Z3 = tf.matmul(W3, A2) + b3
Is this because how tensorflow handles the forward and backward propagations?
Hello @Martinmin,
Where is that line of code from? Which assignment in which week?
Raymond
C3_W3, Tensorflow Introduction.
{code removed by mentor}
Hello @Martinmin,
Thanks for sharing the source, but I have to remove the code because we can’t share your work here. Thanks again for sharing the source.
This assignment is for a multi-class classification problem. One way to do is to use softmax as activation in the output layer which will then output probabilities, and then use a loss function that accepts those probabilities. This is one way we have learnt in the lectures.
Now, there is another way, which is to not use the softmax, and no activation at all.

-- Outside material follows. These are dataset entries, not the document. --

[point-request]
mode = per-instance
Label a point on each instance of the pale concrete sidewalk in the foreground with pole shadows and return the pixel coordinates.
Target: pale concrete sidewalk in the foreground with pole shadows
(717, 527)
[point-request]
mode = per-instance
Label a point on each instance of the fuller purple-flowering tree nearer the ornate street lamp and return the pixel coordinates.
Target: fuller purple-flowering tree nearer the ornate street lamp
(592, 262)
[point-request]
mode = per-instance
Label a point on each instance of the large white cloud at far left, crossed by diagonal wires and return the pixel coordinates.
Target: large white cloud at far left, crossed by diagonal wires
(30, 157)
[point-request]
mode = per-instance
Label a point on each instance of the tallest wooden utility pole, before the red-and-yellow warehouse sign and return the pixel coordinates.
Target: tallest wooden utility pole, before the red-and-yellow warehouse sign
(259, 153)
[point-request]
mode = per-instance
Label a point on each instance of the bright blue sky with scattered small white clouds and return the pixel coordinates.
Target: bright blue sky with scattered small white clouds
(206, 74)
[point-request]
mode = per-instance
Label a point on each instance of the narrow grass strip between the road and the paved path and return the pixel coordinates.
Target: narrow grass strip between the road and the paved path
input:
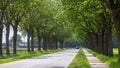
(80, 61)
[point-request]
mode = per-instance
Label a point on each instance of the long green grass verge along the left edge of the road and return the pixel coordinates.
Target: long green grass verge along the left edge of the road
(24, 55)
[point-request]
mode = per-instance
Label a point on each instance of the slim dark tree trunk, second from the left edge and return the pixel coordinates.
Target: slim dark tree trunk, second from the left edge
(7, 38)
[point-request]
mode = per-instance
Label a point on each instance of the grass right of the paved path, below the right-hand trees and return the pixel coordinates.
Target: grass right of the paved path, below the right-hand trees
(112, 62)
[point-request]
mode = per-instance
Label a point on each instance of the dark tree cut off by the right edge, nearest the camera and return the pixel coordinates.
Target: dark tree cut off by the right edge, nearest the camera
(113, 6)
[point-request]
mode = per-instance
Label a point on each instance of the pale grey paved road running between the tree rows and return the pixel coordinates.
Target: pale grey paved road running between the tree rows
(56, 60)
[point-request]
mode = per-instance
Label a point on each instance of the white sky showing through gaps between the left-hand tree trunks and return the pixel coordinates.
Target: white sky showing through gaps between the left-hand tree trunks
(11, 34)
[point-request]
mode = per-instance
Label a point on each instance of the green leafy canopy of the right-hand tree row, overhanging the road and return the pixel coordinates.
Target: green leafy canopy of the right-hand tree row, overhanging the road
(83, 15)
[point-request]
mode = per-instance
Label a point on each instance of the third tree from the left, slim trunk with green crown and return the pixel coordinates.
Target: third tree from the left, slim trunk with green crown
(17, 11)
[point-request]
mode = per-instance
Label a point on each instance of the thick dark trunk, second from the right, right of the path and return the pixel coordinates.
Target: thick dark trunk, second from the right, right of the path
(107, 33)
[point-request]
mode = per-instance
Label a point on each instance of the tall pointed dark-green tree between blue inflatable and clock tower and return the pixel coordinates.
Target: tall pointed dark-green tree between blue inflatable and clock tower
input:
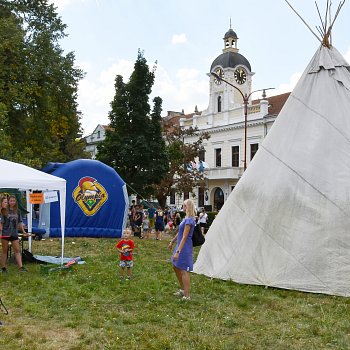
(134, 146)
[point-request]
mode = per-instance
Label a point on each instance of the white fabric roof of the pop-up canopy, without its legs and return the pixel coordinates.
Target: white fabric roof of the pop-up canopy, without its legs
(14, 175)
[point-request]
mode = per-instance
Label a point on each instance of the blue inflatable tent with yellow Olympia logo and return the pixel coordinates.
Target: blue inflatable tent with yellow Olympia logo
(97, 200)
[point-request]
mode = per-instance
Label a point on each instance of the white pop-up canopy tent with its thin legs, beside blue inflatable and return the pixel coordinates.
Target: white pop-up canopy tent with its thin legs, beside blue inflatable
(19, 176)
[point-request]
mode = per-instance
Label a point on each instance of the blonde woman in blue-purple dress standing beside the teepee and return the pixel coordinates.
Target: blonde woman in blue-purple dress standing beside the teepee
(182, 257)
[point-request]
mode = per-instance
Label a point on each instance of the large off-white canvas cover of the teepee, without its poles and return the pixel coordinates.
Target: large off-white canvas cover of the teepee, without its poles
(287, 222)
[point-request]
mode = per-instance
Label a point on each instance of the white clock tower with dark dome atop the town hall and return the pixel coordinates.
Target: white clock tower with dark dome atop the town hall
(236, 69)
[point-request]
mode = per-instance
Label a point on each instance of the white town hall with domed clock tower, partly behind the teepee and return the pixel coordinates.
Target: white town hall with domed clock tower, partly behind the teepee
(232, 145)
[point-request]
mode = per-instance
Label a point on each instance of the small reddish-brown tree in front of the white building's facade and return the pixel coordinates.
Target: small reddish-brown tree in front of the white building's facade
(181, 154)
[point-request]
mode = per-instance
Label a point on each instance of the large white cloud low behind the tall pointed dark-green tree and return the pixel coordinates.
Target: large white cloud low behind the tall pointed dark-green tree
(95, 94)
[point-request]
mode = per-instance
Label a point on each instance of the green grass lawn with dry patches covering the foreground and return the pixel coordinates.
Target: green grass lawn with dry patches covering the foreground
(88, 307)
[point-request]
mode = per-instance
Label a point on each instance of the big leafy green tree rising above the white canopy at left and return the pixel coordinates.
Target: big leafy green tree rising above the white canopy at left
(39, 85)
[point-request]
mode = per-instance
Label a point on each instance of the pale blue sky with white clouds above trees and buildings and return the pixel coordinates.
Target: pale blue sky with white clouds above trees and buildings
(184, 37)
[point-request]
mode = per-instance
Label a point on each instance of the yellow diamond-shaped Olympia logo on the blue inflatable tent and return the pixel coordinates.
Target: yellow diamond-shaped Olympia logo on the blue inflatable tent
(90, 195)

Then instead of using a loss function that accepts probabilities, we use a loss function that accepts “logits” - without softmax transformation, they are logits. In other words: we have this transformation relationship: logits → softmax → probabilities. You will need to implement such loss function in exercise 6, so I have to leave this part for you to figure out.
I cannot find the DLS lecture which talks about logits vs probabilities right now, but since I have bookmarked this link which also talks about that, please watch it if you want some explanation from Andrew on these 2 choices and why we prefer to go for logits.
Cheers,
Raymond
Thanks for the explanation, @rmwkwok.
So, tf.keras.losses.categorical_crossentropy() basically is such a loss function that doesn’t use activation output, but use logits as input, and that’s why in tensorflow we do this way in the assignment?
Hello @Martinmin,
99% correct, except that there is a from_logits
argument in categorical_crossentropy to let you make a choice. Please check out the explanation of it in the doc.
Raymond
Yes, it accommodate two possibilities: from logits or activations by default.